Coyne kämpft an mehreren Fronten. Seine Glaubensbrüder in der katholischen Kirche muss er davon überzeugen, dass die Wissenschaft ihnen nichts Böses will. "Viele haben Angst, dass wir Gott verlieren werden. Eine absolut unbegründete Angst." Seine Forscherkollegen müsste er dafür gewinnen, sich überhaupt für theologische Fragen zu interessieren. Und dann gibt es da noch Leute wie Stephen Hawking, den er 1981 zu einem Vortrag nach Rom eingeladen hatte.

In seiner "Kurzen Geschichte der Zeit" erzählt Hawking, wie er damals mit anderen Kosmologen vom Papst empfangen wurde und dieser sie ermahnt hätte, nicht den Urknall selbst zu erforschen.
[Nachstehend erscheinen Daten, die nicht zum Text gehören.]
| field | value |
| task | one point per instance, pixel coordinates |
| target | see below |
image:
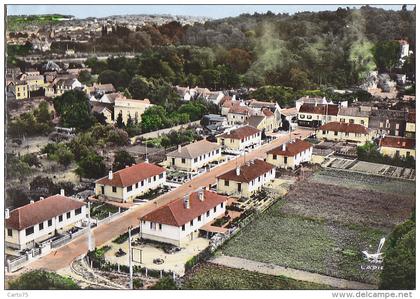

Dabei habe er, Hawking, gerade einen Vortrag über Universen ohne Anfang und Ende gehalten, "was bedeuten würde, dass es keinen Augenblick der Schöpfung gibt". Er sei froh gewesen, dass der Papst davon nichts wusste. "Ich hatte keine Lust, das Schicksal Galileis zu teilen, mit dem ich mich sehr verbunden fühle, zum Teil wohl, weil ich genau dreihundert Jahre nach seinem Tod geboren wurde." Eine schöne Anekdote, die Hawking regelmäßig in Vorträgen zum Besten gibt, während er eine Karikatur mit ihm hinter den Gittern der Inquisition zeigt.

Coyne bestreitet diese Version des Treffens, und er ärgert sich über Hawkings Argument. "Wenn es keinen Anfang gibt, sagt Hawking, gibt es keinen Gott - das ist falsch. Gott ist keine Randbedingung des Universums. Man kann die Existenz Gottes nicht mit Hilfe der Quantenphysik widerlegen - noch kann man sie beweisen."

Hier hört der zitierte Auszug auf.